Published: Feb 9, 2024 by imooger
Welcome to the world of automatic data analytics with adix a Jupyter notebook package for data analytics, designed to streamline the process of exploring and understanding your datasets!
In this tutorial, we’ll explore how to quickly analyze and visualize your data using this powerful tool. With just one function ix.eda.()
, your entire dataset becomes an open book. Hold on tight as we uncover hidden insights and embark on an adventure of discovery!
Quick Start
Let’s dive right in and see how adix can simplify your data analysis workflow.
Installation
To get started with adix, you can easily install it using pip:
pip install adix
Please note that adix is still under active development. If you encounter any issues during installation or while using the tool, don’t hesitate to reach out for support.
Loading Data
First, in Jupyter notebook, let’s load a dataset to work with. adix provides convenient functions to load sample datasets for demonstration purposes. For example:
import adix as ix
from adix.datasets import load_dataset
# Load the Titanic dataset
titanic = load_dataset('titanic')
1. Rendering the Entire DataFrame
With adix, visualizing the entire dataset is as simple as calling a single function:
ix.eda(titanic)
This will generate a comprehensive overview of the dataset, allowing you to quickly grasp its characteristics.

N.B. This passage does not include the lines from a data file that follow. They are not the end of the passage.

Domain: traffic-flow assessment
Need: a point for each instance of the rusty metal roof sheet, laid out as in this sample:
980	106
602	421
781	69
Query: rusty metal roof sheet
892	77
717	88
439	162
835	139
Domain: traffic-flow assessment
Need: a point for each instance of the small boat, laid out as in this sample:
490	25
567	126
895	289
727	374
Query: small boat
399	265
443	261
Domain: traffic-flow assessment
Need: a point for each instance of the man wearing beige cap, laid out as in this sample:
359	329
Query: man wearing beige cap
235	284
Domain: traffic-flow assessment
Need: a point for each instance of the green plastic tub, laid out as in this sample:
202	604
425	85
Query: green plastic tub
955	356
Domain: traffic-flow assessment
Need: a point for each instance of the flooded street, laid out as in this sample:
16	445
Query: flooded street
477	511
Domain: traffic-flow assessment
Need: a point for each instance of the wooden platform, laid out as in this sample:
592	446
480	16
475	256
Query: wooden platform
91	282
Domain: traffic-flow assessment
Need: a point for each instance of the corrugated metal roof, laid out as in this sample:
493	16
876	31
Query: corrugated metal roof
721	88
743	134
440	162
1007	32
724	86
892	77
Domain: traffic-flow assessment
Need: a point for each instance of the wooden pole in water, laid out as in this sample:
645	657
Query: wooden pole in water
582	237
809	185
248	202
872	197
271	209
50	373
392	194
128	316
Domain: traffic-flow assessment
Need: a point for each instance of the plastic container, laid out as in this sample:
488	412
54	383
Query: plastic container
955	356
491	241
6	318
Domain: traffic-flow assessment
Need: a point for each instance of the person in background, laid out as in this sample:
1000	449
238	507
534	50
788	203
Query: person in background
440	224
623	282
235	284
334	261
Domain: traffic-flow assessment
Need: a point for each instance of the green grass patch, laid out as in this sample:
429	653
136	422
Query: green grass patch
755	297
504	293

2. Accessing Variables of Specific Data Types
You can focus your analysis on variables of a specific data type. For instance, to visualize only categorical variables, adix automatically detects data types. Additionally, you can also explicitly set variable data types; refer to the documentation for more details:
ix.eda(titanic, val='categorical')
3. Accessing Individual Variables
You can inspect a wide variety of different data types, each with its own set of statistics. To delve deeper into a specific variable, such as ‘Age’, you can use:
ix.eda(titanic, 'Age')
4. Pandas .loc & .iloc & .query()
Since adix accepts a pandas dataframe as the initial input, you can leverage familiar pandas functionalities like .loc
and .iloc
to analyze specific portions of the dataset, or you can utilize .query()
for concise and efficient data filtering based on boolean expressions, enhancing the flexibility and ease of data analysis.
ix.eda(titanic.loc[:10:2,['Age','Pclass','Fare']])
5. Changing Theme Colors
Customize the visualization theme to suit your preferences. For customizing adix with your own color palettes, refer to the documentation:
ix.Configs.get_theme()
# Explore available themes and set your preferred one
ix.Configs.set_theme('FOREST')
6. Exploring Bivariate Relationships: Numerical & Numerical
Visualize relationships between numerical variables like ‘Age’ and ‘Fare’:
ix.eda(titanic, 'Age', 'Fare')
7. Exploring Bivariate Relationships: Categorical & Numerical
Investigate the relationship between categorical and numerical variables, such as ‘Sex’ and ‘Age’:
ix.eda(titanic, 'Sex', 'Age')
8. Exploring Bivariate Relationships: Categorical & Categorical
Finally, analyze relationships between categorical variables, like ‘Sex’ and ‘Survived’:
ix.eda(titanic, 'Sex', 'Survived')
With adix, you have the power to perform comprehensive data analysis effortlessly, from exploring basic statistics to uncovering intricate relationships within your datasets. Start leveraging the capabilities of adix today to unlock deeper insights from your data!